I’ve had this Electro-Voice mike in my collection for a number of years, but never bothered to test it since it had an Amphenol MC-3 connector on it and I didn’t have the proper cable. But, I acquired a box of Amphenol connectors recently, so I thought it was time to check out this classic mike.
This is a large microphone, comparable in size to my Shure 556 “fat-boy, Elvis” microphone. It weighs in at about 2 ½ pounds. The best I can tell, it first appeared on the market in the late 1940s.
According to the EV spec sheet:
The CARDYNE microphones are cardioid unidirectional dynamic types operating on the E-V Mechanophase principle. They utilize dual phase shifting diaphragms to produce a high degree of uni-directivity at all frequencies.
The CARDYNE models are designed for extremely accurate reproduction of music and speech. The directivity gives it unusual versatility in increasing the working distance from the user by reducing reverberation and acoustic feedback. High output provides an excellent signal-to-noise ratio for broadcasting studio pick-up.
My unit is in excellent physical condition externally, but I decided to open up the mike to make sure the insides were OK before wiring up the new cable. Two screws on the back loosened the rear of the case and two screws under that loosened the front cover.
The insides were clean and not corroded, but all of the rubber shock-mount material had hardened and some of it turned to powder. Since the cartridge assembly just flopping around inside the case, I needed to replace all of the shock-mount material.
This microphone achieves its cardioid directionality by means of a resonance chamber that is part of the dynamic cartridge assembly. This assembly rests against a block of sponge rubber that is about ½ in. thick, 1 inch high, and two inches long. I was easily able to cut a replacement piece from a piece of ½ rubber that I had and glued it into place. There were a couple of bumpers on the front of the cartridge assembly that rested against the front of the case. These I replaced with pieces of self-adhesive rubber that I cut from a sheet that I bought from a craft store.
The shock mounts that held the back of the resonator to the mike frame were not as simple. What I needed were eight ½ inch diameter rubber washers, ¼ inch thick, with a ¼ inch hole in the center. I used a hole punch to punch the ½ circles out of a sheet of rubber, and then punched a ¼ inch hole in each one of those. These were close enough in size that I was able to re-assemble the shock mounts with the new rubber pieces, tighten the screws, and verify that is worked properly.
I double-checked the wiring inside of the mike to make sure that I hadn’t broken any wires, and then put the mike back together. I didn’t have any silk or thin foam to replace the windscreen inside the shell, but it was in fairly good shape, so I’ll save that for a later date. I then used my Dremel tool with a brass brush to remove oxidation from the exterior of the mike, and it cleaned up nicely.
I wired up a new cable for the mike to go from the Amphenol connector on the mike to a standard male XLR connector. I set the impedance switch on the back of the mike to “Low” and plugged the mike in. It worked.
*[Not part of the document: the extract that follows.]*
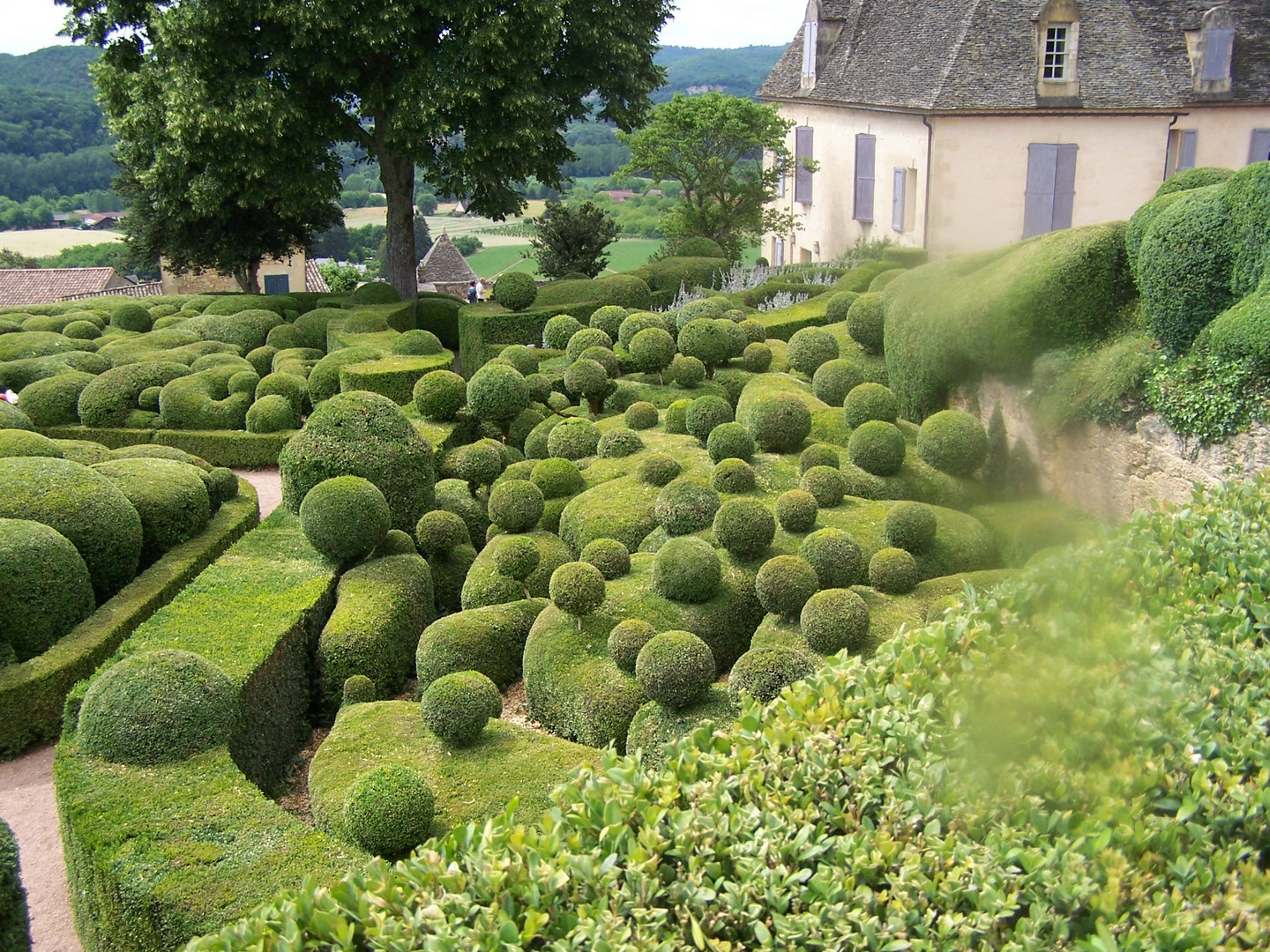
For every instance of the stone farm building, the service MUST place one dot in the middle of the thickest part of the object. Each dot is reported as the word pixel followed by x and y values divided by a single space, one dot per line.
pixel 964 124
Then, into the studio for some comparative recordings between this E-V mike and the Shure 556. The E-V is brighter and has a higher output than the Shure. Both mikes seem to have a significant amount of distortion. I am guessing that the capsules in both mikes are showing their age and may have some damage. Replacement capsules of the same type are not available. I could upgrade to a newer capsule, but then they would no longer be vintage mikes.
So, I’ll just be on the lookout for NOS capsules on eBay. There was a NOS capsule for a Shure 55S on eBay this week, but the mounting is entirely different that the 556, so I passed on it even though it is probably the same capsule. These mikes will be mostly for decoration, except for that occasional funky recording project that pops up now and then.
What is interesting is the amount of mechanical apparatus that was needed back in the 40s to create a directional mike. My new Electro-Voice N/D 468 microphones provide hyper-cardioid directionality and great sound in a package that has probably 1/8 the volume of the old 726. We’ve come a long way in the past 70 years!